Menurut Gilson & Berkman (1980) Iklan merupakan media komunikasi persuasif yang dirancang untuk menghasilkan respon dan membantu tercapainya objektifitas atau tujuan pemasaran. Setiap iklan sesungguhnya ditujukkan untuk merebut hati sebuah sasaran khalayak tertentu yang atau yang biasa dikenal dengan target audience. Setiap produk memiliki target yang berbeda-beda mulai dari demografis maupun psikografisnya. Fakta menarik yang saya amati adalah bahwa saat ini iklan tidak hanya ditujukkan untuk orang dewasa saja, namun tanpa kita sadari anak-anak kini telah menjadi sasaran yang potensial bagi para pengiklan.
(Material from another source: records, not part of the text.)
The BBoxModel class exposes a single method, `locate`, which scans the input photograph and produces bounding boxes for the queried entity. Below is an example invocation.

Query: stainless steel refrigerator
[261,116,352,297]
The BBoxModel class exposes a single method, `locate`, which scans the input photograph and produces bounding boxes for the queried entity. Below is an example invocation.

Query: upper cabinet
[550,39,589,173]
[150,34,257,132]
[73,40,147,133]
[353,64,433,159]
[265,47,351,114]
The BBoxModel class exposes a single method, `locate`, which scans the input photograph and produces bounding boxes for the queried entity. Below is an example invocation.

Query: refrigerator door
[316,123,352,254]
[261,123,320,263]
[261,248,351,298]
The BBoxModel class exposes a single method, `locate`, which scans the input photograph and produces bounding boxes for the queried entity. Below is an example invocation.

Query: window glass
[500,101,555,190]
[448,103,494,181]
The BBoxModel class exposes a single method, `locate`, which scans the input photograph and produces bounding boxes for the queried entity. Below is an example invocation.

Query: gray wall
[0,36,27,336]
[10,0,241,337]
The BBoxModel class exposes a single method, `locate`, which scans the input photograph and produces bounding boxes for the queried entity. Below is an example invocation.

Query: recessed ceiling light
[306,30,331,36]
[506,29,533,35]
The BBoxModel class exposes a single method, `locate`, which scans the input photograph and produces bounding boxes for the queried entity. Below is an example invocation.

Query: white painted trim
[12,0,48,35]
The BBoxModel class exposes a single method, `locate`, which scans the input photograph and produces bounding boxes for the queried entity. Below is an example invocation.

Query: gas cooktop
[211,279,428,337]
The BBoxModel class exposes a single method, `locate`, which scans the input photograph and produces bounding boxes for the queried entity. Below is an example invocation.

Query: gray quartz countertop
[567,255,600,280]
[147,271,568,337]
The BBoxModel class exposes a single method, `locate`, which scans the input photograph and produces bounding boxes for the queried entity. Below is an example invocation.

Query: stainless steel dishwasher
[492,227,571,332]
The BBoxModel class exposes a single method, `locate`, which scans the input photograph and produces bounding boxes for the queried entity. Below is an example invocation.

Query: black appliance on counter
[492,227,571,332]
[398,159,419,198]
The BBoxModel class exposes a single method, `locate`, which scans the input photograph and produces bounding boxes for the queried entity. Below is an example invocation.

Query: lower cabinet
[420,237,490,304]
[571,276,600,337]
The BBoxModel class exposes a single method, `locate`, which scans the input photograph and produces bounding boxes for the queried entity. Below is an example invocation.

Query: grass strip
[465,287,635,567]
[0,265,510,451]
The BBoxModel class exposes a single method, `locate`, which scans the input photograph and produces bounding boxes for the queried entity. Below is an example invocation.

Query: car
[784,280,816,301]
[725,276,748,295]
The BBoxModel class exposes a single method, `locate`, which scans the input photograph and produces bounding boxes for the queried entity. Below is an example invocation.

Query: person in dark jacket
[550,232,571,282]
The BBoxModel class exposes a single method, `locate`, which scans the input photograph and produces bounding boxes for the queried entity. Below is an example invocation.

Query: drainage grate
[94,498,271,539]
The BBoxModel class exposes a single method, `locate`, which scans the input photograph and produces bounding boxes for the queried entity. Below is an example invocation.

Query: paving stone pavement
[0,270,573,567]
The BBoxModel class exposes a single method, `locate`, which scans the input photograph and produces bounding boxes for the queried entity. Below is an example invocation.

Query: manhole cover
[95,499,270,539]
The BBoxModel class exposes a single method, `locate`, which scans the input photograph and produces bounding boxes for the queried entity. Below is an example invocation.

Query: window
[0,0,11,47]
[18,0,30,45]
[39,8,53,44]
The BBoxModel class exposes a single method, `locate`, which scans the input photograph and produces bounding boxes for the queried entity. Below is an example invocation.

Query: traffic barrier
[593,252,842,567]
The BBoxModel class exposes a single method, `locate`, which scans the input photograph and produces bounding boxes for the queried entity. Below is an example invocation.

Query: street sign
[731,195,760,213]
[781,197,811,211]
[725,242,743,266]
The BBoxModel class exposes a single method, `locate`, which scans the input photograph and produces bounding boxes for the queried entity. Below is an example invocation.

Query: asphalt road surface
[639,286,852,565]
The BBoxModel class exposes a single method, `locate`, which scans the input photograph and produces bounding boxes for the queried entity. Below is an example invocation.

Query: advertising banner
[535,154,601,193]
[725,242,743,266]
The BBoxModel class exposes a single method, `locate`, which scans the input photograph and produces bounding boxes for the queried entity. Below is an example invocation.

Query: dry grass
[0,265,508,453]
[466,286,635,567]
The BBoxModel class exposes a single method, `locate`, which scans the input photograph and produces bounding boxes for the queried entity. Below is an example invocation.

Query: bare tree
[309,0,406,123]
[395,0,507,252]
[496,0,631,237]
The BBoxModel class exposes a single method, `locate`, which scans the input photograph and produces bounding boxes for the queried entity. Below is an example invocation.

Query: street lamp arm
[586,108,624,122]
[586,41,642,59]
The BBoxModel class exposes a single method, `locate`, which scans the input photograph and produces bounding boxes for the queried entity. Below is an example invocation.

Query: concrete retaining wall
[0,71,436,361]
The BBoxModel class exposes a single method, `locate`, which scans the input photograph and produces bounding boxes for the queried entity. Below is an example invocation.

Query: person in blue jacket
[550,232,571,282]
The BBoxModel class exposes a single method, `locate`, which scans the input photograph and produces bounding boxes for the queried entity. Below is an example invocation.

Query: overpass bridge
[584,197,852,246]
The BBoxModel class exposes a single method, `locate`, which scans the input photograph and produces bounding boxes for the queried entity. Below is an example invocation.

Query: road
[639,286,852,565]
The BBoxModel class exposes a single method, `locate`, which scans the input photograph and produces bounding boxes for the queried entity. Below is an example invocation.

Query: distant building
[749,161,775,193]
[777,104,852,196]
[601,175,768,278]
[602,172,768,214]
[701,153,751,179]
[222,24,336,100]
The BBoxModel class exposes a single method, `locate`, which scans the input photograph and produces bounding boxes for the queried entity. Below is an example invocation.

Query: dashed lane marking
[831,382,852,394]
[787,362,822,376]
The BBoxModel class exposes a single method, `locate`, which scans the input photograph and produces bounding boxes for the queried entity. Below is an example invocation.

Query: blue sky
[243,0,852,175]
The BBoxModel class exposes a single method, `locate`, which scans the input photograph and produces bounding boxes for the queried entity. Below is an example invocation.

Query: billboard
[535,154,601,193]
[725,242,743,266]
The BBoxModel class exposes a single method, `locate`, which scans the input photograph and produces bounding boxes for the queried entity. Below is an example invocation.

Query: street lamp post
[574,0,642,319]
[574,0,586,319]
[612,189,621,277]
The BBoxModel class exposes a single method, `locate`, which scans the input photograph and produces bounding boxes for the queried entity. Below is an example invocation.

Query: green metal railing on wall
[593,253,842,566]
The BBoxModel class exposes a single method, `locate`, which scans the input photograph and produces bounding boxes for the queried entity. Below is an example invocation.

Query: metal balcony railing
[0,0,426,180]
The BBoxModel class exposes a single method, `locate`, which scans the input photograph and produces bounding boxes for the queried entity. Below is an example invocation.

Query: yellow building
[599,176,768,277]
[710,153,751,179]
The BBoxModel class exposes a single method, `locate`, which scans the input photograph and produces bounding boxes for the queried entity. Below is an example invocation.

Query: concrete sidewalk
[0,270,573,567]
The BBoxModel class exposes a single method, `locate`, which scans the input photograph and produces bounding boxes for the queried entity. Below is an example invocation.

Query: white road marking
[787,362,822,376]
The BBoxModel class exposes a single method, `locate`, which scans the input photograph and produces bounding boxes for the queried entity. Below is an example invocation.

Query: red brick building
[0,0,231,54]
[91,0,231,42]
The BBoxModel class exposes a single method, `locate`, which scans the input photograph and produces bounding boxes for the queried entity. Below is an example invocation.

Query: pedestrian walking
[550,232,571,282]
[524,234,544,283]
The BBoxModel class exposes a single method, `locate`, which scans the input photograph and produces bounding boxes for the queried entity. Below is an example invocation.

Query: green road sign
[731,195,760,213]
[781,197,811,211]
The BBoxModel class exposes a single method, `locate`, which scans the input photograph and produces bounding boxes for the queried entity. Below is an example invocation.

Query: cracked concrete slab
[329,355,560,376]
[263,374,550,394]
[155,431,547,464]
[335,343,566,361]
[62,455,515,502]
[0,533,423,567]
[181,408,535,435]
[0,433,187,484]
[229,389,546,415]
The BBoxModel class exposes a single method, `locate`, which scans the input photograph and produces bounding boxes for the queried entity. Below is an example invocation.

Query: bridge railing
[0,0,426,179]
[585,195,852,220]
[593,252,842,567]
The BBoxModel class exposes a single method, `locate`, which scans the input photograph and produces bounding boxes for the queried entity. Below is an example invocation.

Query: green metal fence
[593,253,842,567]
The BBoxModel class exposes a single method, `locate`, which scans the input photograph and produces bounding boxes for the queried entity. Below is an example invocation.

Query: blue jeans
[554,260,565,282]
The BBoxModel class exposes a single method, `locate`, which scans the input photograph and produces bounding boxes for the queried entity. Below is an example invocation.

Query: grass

Hal tersebut disebabkan karena saat ini anak-anak telah memiliki pengaruh yang cukup kuat pada proses pengambilan keputusan dalam sebuah keluarga. Meskipun pengetahuannya terbatas, di masa ini pendapat anak mulai di dengarkan dan diperhitungkan. Sehingga anak mampu menjadi influencer bagi orang tuanya. Tidak seperti jaman dahulu, kini anak tidak lagi harus menjadi pribadi yang pasif dalam keluarga. Namun, bisa menjadi pembuat keputusan (decision maker) atas suatu pilihan,terutama dalam soal pembelian.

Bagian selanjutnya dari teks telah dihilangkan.